Acute cholecystitis: MR findings and differentiation from chronic cholecystitis

Ersan Altun, Richard C Semelka, Jorge Elias, Larissa Braga, Vasilis Voultsinos, Jignesh Patel, N Cem Balci, John T Woosley
Radiology 2007, 244 (1): 174-83

PURPOSE: To retrospectively determine the sensitivity and specificity of magnetic resonance (MR) imaging for differentiation between acute and chronic cholecystitis, with histopathologic analysis as the reference standard.

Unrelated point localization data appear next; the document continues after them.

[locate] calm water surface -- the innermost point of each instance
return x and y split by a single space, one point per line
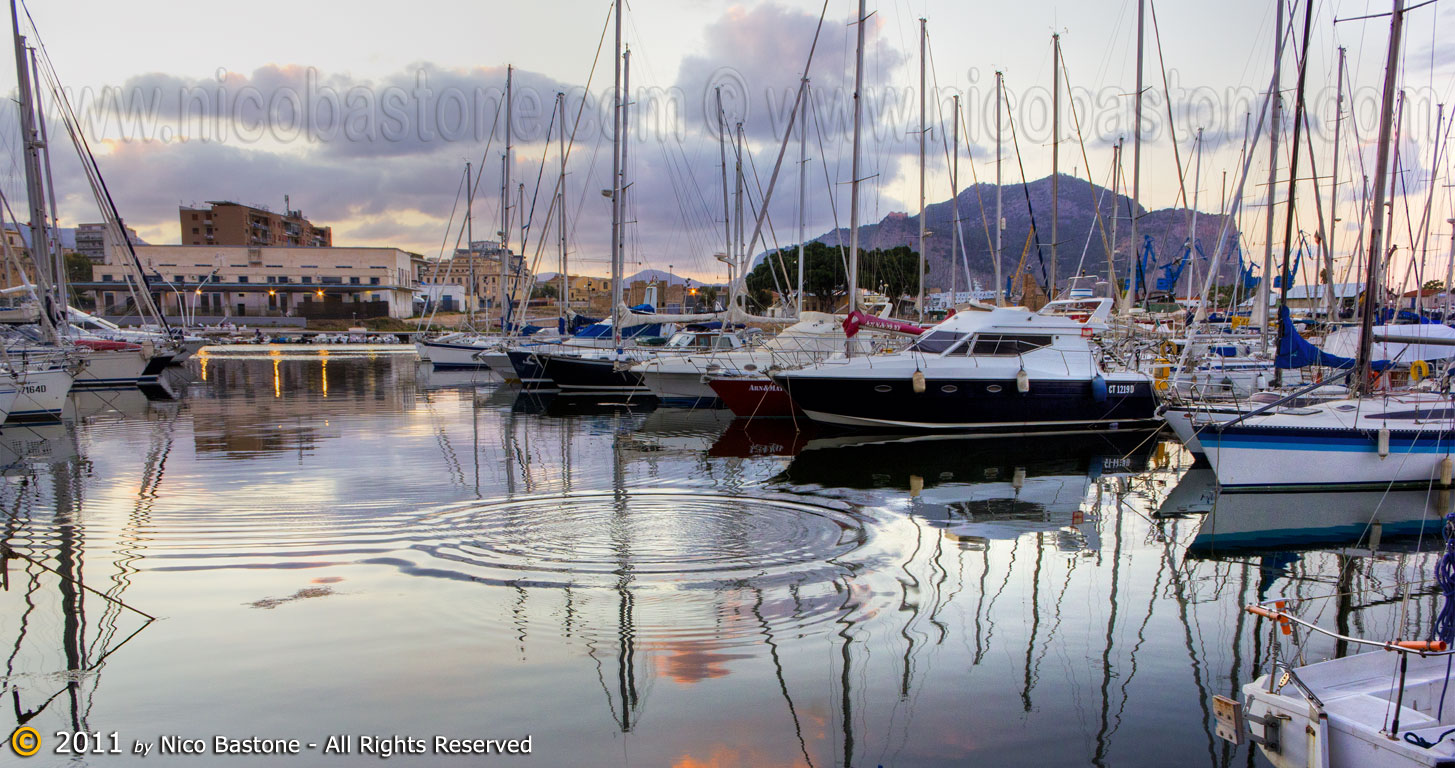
357 544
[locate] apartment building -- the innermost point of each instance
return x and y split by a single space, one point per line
224 223
281 281
477 265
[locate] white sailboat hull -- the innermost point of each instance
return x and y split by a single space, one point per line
451 354
40 394
115 368
1358 703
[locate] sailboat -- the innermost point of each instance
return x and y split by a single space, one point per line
92 360
1375 438
1381 709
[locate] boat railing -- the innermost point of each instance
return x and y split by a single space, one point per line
1276 611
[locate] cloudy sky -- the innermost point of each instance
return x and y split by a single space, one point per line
367 117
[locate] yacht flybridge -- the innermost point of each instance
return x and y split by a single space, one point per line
1006 370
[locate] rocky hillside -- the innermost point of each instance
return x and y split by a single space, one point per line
1075 221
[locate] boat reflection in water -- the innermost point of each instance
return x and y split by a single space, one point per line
978 489
616 578
1369 521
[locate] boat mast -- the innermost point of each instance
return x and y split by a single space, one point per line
1260 301
803 166
1000 214
616 188
923 130
1192 234
1055 157
32 176
853 182
622 207
469 234
505 204
1116 178
1381 169
955 197
1292 178
565 281
54 245
1137 162
736 266
722 154
1449 272
1333 195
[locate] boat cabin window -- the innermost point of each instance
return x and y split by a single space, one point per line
936 342
691 341
1004 345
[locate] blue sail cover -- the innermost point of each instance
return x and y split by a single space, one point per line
1294 351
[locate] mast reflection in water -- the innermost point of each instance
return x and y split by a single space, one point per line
360 544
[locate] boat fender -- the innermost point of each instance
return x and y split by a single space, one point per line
1161 373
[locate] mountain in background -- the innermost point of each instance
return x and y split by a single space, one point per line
649 275
1075 221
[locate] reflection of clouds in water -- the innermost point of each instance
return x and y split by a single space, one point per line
694 662
309 592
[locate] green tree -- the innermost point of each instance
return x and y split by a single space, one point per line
77 268
825 280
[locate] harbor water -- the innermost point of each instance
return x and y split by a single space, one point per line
351 546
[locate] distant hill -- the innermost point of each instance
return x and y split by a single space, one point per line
659 275
1075 221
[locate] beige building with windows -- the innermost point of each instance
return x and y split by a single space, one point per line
224 223
482 265
213 282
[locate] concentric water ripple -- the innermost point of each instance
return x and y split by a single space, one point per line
640 537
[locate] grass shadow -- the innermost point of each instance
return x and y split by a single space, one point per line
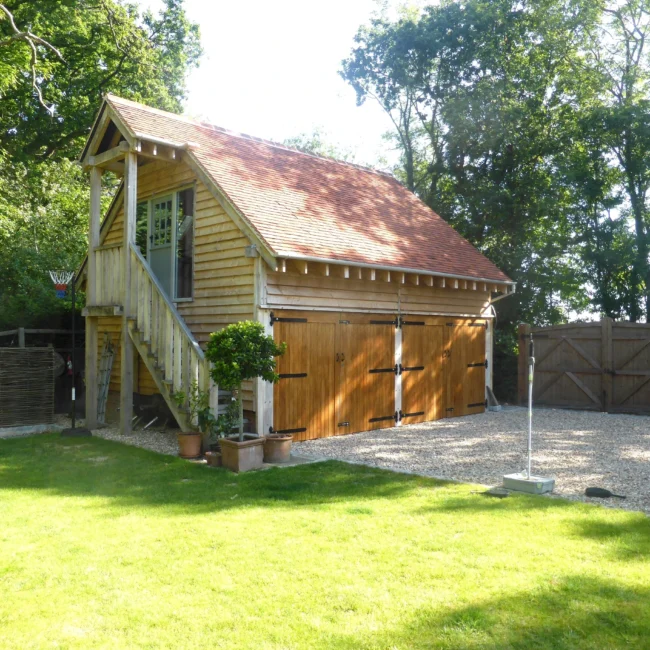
141 478
569 613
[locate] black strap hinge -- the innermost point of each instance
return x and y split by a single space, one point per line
386 322
277 319
300 430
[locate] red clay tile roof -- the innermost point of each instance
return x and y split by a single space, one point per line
305 205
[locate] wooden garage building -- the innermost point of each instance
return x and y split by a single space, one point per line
384 307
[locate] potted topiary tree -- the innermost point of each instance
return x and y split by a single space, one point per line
238 353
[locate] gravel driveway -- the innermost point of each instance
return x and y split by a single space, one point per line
577 448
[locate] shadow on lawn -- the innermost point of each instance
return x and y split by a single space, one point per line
571 612
141 478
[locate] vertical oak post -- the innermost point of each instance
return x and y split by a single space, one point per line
489 352
522 384
130 200
92 362
607 362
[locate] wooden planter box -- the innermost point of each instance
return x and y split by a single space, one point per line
242 456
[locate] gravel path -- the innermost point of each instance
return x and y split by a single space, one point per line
578 448
163 440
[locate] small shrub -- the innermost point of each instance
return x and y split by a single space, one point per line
238 353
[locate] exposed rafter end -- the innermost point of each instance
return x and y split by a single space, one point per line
303 267
156 151
106 158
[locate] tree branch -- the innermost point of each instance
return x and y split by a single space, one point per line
31 40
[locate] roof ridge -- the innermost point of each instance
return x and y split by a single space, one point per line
246 136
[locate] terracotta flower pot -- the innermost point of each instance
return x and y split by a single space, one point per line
189 444
213 458
242 456
277 447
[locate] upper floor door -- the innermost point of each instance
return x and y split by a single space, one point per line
165 235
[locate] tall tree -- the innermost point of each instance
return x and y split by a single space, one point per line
52 80
480 93
619 58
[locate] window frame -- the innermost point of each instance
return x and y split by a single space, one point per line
174 243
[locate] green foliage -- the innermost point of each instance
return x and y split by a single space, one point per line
525 125
227 421
239 352
198 402
106 46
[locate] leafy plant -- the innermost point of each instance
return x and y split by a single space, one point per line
227 421
240 352
198 403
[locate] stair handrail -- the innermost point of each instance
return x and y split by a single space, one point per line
172 308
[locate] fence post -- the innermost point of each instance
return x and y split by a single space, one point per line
607 361
522 383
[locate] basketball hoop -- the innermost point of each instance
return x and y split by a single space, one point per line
61 280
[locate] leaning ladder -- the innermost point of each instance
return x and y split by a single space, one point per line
104 378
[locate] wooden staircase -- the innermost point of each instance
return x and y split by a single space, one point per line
163 340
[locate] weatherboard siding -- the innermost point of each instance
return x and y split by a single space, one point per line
223 275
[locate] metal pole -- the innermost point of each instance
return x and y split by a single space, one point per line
74 365
531 372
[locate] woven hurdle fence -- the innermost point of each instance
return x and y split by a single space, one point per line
600 366
27 378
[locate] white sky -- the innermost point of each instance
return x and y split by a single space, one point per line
270 69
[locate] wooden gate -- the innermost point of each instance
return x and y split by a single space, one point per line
366 360
464 351
423 369
601 366
304 400
339 372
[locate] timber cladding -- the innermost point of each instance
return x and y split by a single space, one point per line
345 372
600 366
295 290
26 386
223 277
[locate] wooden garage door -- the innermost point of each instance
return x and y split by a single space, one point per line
464 351
422 369
304 400
366 360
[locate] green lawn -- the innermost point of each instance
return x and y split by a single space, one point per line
108 546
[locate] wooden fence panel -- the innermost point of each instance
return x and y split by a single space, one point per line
631 366
27 378
602 366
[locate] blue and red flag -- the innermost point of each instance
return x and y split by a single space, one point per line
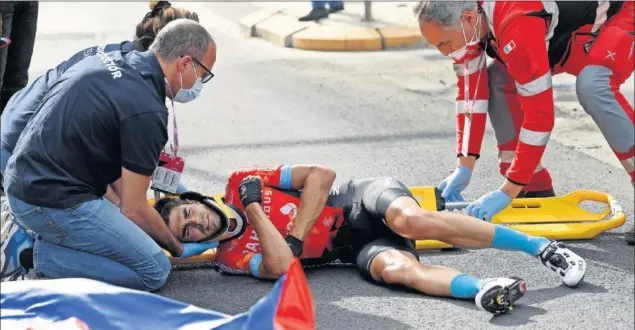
87 304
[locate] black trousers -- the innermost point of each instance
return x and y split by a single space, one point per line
19 23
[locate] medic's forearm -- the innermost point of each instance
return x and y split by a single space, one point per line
314 195
112 196
276 254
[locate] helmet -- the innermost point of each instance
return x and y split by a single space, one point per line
233 221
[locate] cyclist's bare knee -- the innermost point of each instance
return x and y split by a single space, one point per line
406 218
394 267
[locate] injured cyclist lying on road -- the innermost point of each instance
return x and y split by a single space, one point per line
269 215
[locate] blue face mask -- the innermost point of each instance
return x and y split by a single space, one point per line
188 95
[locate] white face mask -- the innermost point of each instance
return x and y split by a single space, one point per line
188 95
459 53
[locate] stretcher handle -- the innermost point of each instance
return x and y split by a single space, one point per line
451 206
587 195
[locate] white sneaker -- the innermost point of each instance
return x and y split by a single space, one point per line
498 295
569 266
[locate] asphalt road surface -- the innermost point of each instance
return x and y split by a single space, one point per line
356 113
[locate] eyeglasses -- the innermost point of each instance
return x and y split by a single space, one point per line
208 74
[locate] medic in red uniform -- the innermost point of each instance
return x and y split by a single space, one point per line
530 41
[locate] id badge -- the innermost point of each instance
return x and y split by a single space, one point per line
167 175
466 136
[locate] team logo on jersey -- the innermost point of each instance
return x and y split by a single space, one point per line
289 208
509 47
328 222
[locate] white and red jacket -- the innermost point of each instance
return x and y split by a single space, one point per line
530 38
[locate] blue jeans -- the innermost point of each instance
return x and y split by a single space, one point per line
4 159
92 240
322 4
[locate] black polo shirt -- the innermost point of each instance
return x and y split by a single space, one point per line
105 112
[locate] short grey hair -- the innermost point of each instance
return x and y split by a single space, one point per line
445 13
181 37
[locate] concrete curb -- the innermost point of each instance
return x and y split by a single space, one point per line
286 31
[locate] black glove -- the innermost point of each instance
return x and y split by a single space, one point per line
250 190
295 245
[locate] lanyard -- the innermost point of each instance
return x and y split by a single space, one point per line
174 147
175 133
468 106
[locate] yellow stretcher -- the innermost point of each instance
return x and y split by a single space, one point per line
559 218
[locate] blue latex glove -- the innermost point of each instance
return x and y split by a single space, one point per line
452 186
489 205
194 249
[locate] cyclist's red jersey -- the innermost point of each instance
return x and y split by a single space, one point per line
280 204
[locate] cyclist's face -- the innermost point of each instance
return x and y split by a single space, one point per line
193 222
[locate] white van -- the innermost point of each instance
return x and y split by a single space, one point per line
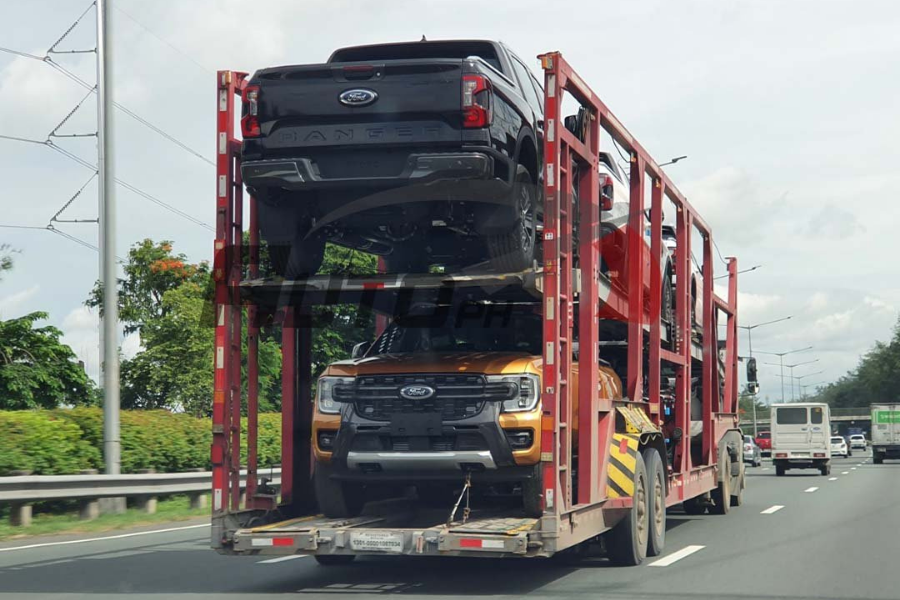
801 436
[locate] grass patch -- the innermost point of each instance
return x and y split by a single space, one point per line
173 508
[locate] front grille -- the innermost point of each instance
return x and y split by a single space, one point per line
456 396
459 441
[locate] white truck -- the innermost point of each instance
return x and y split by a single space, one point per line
801 436
885 432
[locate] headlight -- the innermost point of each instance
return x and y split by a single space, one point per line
324 394
529 393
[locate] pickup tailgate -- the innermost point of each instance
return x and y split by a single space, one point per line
403 104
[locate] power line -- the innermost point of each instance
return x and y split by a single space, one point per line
166 42
132 114
23 54
69 30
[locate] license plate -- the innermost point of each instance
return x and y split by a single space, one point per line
376 541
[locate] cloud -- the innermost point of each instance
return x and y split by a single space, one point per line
732 201
10 305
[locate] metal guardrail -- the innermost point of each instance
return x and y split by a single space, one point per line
34 488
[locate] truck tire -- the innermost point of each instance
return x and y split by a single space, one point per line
514 250
656 501
694 506
334 560
336 499
722 494
301 259
532 491
737 499
627 541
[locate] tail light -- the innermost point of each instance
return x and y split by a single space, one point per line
250 111
477 93
606 192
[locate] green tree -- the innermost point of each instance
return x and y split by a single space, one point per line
875 379
36 369
152 269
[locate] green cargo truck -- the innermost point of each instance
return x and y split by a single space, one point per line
885 432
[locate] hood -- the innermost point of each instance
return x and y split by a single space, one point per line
492 363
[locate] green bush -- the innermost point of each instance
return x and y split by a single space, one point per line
68 440
41 442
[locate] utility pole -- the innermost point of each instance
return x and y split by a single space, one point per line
750 329
108 279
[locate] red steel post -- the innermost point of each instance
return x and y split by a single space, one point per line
635 280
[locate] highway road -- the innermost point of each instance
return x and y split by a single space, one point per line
802 536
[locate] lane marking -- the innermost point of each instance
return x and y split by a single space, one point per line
676 556
102 539
272 561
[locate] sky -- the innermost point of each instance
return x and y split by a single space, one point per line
787 112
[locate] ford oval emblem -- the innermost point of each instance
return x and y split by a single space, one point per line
358 97
416 392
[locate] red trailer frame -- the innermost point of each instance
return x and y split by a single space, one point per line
591 510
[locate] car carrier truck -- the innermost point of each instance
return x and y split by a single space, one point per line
626 416
885 432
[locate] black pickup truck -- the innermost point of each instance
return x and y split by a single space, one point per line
423 153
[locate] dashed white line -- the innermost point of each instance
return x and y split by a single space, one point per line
272 561
676 556
102 539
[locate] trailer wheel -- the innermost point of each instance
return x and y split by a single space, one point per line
627 541
722 494
694 506
738 498
336 499
656 540
301 259
514 250
334 560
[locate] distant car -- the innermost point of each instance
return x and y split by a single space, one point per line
752 453
839 446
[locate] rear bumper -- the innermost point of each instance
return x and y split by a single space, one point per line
302 173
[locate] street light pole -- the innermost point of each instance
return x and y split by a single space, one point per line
108 276
781 356
750 329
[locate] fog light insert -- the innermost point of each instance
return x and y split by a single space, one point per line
326 439
520 439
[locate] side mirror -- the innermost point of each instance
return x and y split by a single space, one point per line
751 370
359 350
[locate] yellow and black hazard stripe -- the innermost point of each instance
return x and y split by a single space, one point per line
623 451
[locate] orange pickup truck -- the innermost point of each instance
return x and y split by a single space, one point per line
431 401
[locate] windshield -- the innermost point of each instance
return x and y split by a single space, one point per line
517 333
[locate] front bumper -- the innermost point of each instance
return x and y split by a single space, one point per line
303 173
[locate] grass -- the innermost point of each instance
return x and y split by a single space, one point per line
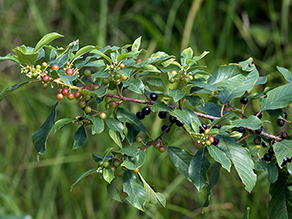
41 189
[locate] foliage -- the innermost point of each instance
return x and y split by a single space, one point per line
120 79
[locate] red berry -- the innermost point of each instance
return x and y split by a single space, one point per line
59 96
69 71
46 78
55 67
70 96
65 91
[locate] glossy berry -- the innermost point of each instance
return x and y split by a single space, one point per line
70 96
259 130
162 114
146 110
244 100
203 128
284 135
271 151
164 127
179 123
215 142
87 72
69 71
281 122
241 130
258 115
59 96
87 109
45 78
65 91
153 96
81 103
122 65
217 126
161 149
172 119
140 115
138 139
267 157
55 67
102 115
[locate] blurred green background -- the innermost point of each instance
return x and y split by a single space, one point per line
232 30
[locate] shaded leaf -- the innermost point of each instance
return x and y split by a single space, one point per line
136 193
39 137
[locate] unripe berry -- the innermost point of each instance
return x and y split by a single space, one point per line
69 71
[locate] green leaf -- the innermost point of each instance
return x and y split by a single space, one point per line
160 106
100 53
113 192
280 206
156 199
115 137
282 149
155 82
181 159
213 178
241 160
61 123
83 50
220 157
97 124
176 94
108 174
46 39
252 122
272 172
230 76
286 73
136 44
8 90
81 176
136 86
136 193
134 162
124 115
198 169
80 138
277 98
129 150
246 215
39 137
115 125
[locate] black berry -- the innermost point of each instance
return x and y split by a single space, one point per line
140 115
146 110
271 151
241 130
259 130
217 126
281 122
244 100
172 119
162 114
215 142
164 127
258 115
284 135
179 123
153 96
267 157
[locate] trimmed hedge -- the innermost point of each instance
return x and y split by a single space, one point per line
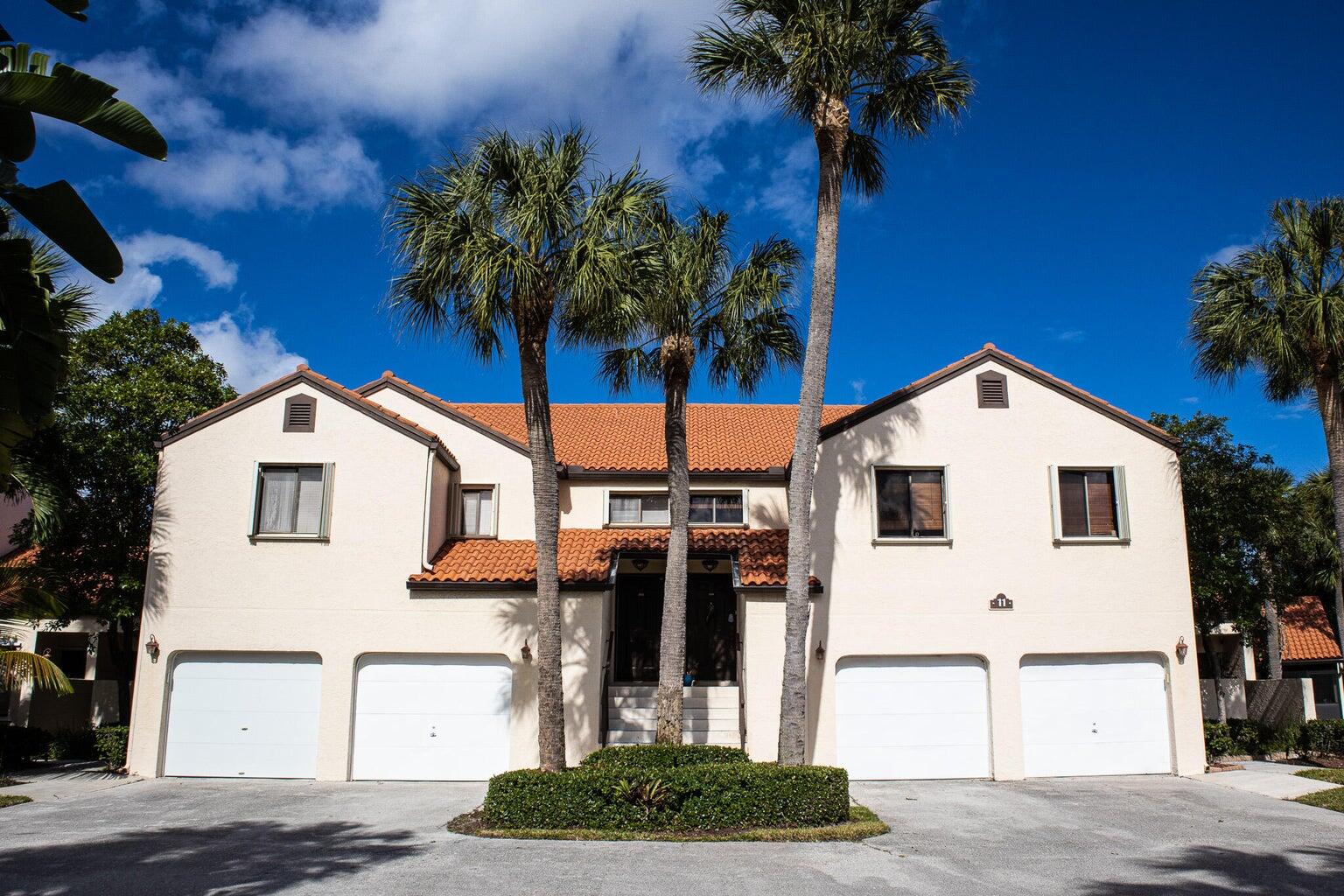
663 757
724 795
110 742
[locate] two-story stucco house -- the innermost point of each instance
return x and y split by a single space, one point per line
341 584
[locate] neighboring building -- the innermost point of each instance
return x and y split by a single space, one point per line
341 584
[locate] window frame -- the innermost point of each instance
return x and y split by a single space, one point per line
461 509
609 494
324 514
1120 488
942 540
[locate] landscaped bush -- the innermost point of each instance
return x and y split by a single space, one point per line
724 795
110 742
1324 735
663 757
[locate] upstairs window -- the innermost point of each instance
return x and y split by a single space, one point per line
637 509
478 511
292 500
1090 502
717 509
910 504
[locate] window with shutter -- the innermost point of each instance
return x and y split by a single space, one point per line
910 504
992 389
300 414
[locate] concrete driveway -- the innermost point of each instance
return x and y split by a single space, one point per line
1097 837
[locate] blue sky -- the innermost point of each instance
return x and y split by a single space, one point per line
1112 148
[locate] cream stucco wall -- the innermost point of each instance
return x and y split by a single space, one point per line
900 599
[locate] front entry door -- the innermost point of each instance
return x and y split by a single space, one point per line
710 627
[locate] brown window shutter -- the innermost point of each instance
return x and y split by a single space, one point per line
300 414
1073 504
992 389
1101 502
927 501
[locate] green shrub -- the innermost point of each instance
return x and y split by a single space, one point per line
1324 735
726 795
663 757
110 742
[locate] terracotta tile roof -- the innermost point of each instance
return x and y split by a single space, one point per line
1306 632
722 438
586 555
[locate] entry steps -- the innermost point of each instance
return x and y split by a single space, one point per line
710 715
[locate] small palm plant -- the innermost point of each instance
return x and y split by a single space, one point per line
506 240
855 72
1278 308
694 303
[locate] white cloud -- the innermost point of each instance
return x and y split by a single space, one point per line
250 355
138 286
426 65
213 167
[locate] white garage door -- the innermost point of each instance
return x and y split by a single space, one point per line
913 718
243 717
431 718
1095 717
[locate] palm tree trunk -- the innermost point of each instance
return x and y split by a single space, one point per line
672 642
546 499
831 128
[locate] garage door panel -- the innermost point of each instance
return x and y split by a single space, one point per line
905 718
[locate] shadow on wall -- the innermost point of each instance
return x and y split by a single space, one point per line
1216 871
843 476
241 858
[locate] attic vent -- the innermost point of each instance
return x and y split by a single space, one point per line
300 414
992 389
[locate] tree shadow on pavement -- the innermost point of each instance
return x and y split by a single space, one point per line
1215 871
241 858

MATERIALS AND METHODS: Institutional review board approval with waived informed consent was obtained for this HIPAA-compliant study. Four reviewers blinded to the cholecystitis type but aware that cholecystitis was present retrospectively evaluated MR images for predetermined findings in 32 patients (15 male, 17 female; mean age +/- standard deviation, 55 years +/- 20) with histopathologically proved acute or chronic cholecystitis. The final MR diagnoses and MR findings in both groups were compared with each other and with the histopathologic diagnoses to determine the sensitivity and specificity of MR imaging. Chi(2) tests were used to detect differences in MR findings between the acute and chronic cholecystitis groups.

RESULTS: MR imaging sensitivity and specificity for detection of acute cholecystitis were 95% (18 of 19 patients) and 69% (nine of 13 patients), respectively. The sensitivities of increased gallbladder wall enhancement and increased transient pericholecystic hepatic enhancement were 74% (14 of 19 patients) and 62% (10 of 16 patients), respectively. Both findings had 92% (12 of 13 patients) specificity. Sensitivities of increased wall thickness, pericholecystic fluid, and adjacent fat signal intensity changes were 100% (19 of 19 patients), 95% (18 of 19 patients), and 95% (18 of 19 patients), respectively; specificities were 54% (seven of 13 patients), 38% (five of 13 patients), and 54% (seven of 13 patients), respectively. Pericholecystic abscess, intraluminal membranes, and wall irregularity or defect each had 100% (13 of 13 patients) specificity; sensitivities were 11% (two of 19 patients), 26% (five of 19 patients), and 21% (four of 19 patients), respectively. Increased gallbladder wall enhancement (P<.001) and increased transient pericholecystic hepatic enhancement (P=.003) were the most significantly different between acute and chronic cholecystitis.

CONCLUSION: Increased gallbladder wall enhancement and increased transient pericholecystic hepatic enhancement had the highest combination of sensitivity and specificity for the diagnosis and differentiation of acute and chronic cholecystitis.